A Real World Example of Disruption

I was so excited today to discover a real-world current example of disruption! I get a daily email from Trendcentral which describes, as the name implies, popular trends. Today's email was about Netbooks, the computers used in the $100 every child a laptop project. The newsletter talks about how these computers are growing in popularity world-wide. Last year they accounted for 7% of the laptop market. Next year they are expected to get 12%. Apple and other big names are starting to experiment with their versions of this computer as well, so soon these cheap, small, not-so-powerful computers might be all over.

This fits the disruptive model because these computers were originally marketed to non-consumers: third world school children. They don't have a lot of memory and can't do all the fancy stuff my school-issued laptop can, but they can connect to the internet. In this day when more and more can be done and stored online (i.e. Delicious)and flash drives are cheap, do we all really need big, powerful laptops or even desktops? These delvelopments in technology also help this Netbook computer fit the model of disruption.

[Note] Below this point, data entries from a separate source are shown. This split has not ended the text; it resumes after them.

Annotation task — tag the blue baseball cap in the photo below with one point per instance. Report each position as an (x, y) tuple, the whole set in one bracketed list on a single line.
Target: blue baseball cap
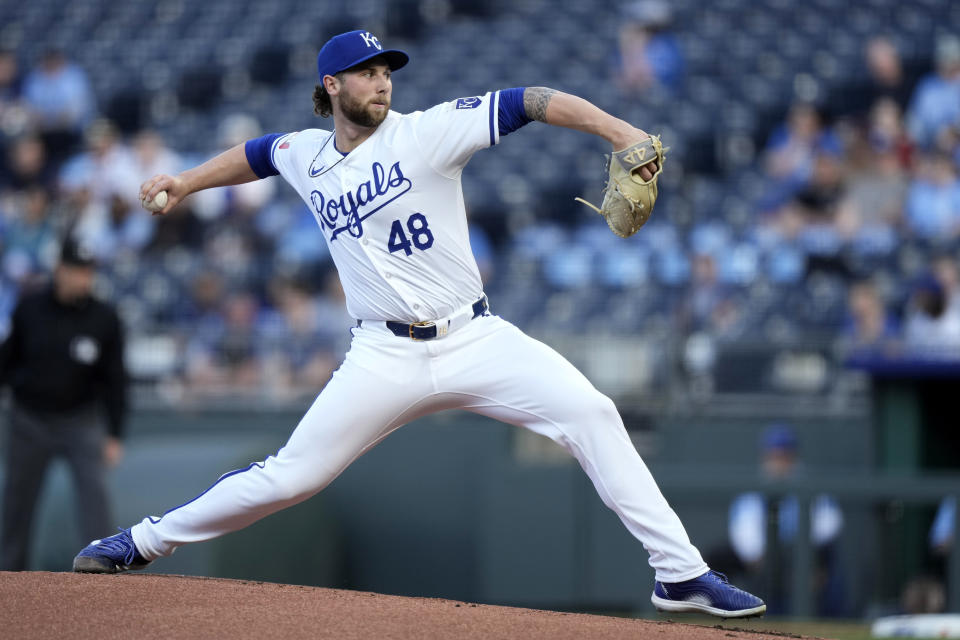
[(779, 437), (353, 47)]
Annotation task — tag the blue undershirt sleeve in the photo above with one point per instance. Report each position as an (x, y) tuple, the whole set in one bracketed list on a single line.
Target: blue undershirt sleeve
[(511, 115), (258, 155)]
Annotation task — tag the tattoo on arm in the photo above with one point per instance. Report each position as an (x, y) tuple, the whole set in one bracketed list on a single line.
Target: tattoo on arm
[(535, 101)]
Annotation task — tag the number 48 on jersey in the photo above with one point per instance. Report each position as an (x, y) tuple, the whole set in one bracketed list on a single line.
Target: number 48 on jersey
[(420, 234)]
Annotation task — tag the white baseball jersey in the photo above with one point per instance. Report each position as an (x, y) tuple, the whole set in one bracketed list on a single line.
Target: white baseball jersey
[(393, 216), (392, 209)]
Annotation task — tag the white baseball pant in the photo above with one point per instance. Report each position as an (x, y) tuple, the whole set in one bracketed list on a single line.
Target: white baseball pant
[(489, 367)]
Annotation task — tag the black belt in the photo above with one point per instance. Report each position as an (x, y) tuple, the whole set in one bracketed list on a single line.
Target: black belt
[(428, 330)]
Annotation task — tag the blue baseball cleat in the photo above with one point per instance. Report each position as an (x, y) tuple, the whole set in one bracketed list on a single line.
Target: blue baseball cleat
[(110, 555), (711, 593)]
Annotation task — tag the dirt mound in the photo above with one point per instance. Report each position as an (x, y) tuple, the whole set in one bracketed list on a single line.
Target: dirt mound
[(68, 605)]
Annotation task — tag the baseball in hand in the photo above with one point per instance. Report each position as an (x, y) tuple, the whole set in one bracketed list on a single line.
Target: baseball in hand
[(159, 202)]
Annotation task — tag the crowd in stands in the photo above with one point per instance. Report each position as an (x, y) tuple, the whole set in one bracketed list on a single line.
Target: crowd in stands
[(845, 224)]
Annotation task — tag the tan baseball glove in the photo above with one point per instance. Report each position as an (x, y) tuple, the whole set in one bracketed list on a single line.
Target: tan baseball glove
[(628, 199)]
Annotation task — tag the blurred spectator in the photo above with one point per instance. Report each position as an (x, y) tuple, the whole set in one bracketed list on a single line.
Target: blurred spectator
[(30, 237), (792, 151), (104, 183), (649, 54), (239, 203), (877, 185), (223, 358), (14, 117), (11, 83), (870, 327), (152, 156), (59, 95), (886, 133), (308, 342), (26, 164), (753, 517), (64, 363), (932, 326), (935, 107), (885, 77), (947, 273), (933, 199)]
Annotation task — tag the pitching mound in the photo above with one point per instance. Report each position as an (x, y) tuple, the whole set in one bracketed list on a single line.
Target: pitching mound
[(68, 605)]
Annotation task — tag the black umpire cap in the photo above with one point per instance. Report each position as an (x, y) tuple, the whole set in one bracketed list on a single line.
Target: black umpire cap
[(75, 254)]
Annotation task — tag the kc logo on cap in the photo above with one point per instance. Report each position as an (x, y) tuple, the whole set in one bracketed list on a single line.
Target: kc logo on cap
[(349, 49), (371, 39)]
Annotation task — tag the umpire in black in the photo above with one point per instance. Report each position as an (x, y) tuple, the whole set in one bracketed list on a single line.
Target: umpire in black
[(63, 361)]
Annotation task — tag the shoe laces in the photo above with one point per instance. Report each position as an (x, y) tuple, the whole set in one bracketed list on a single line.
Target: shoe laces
[(722, 577), (118, 544)]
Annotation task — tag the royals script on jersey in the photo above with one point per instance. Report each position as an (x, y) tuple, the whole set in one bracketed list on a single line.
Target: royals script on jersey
[(392, 209)]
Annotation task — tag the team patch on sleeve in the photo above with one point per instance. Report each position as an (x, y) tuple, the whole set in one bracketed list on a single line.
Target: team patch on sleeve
[(469, 103)]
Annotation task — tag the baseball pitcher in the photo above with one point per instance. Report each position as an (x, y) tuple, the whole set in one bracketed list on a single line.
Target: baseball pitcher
[(385, 190)]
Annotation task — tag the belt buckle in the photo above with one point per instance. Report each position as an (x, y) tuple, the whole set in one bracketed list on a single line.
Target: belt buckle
[(428, 323)]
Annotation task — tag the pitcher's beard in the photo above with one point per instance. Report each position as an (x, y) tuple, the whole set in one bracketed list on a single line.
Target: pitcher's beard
[(360, 114)]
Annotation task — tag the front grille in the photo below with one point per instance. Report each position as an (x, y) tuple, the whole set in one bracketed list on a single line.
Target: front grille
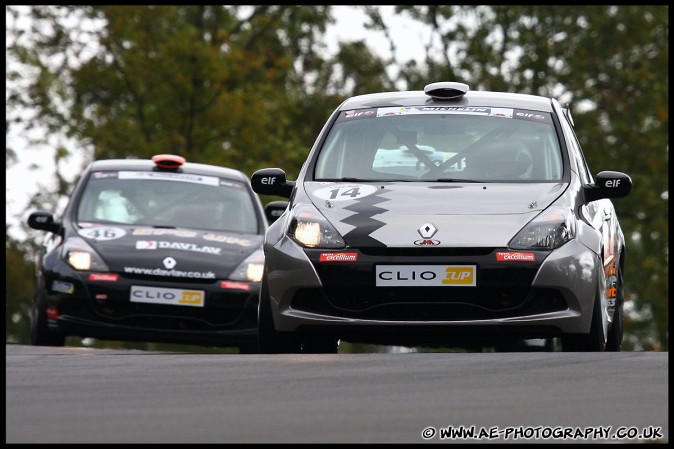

What makes me excited about this is that there now exists the real possibility that every student could have daily access to a computer--possibly even own one himself. If this happens, then online learning might actually have a shot at reality in the not-so-distant future.

Here is a link to the Trend Central article: http://www.trendcentral.com/WebApps/App/Global/Home.aspx

1 comment:

  1. There are so many things that could be done on the computer that we do on paper and I just keep thinking if everyone had a computer that they could access on a daily basis, we could make the change. Until then I often just skip trying to get computer time and stick with the paper stuff. Just think of all the paper we could save! As it is I am trying to use less and less and work up to having my students turn more things in electronically. I hope the day comes soon. Our department is trying to lobby for the school to use capital outlay funds for a mobile lab at the high school. I still think we would be fighting over the use of this too.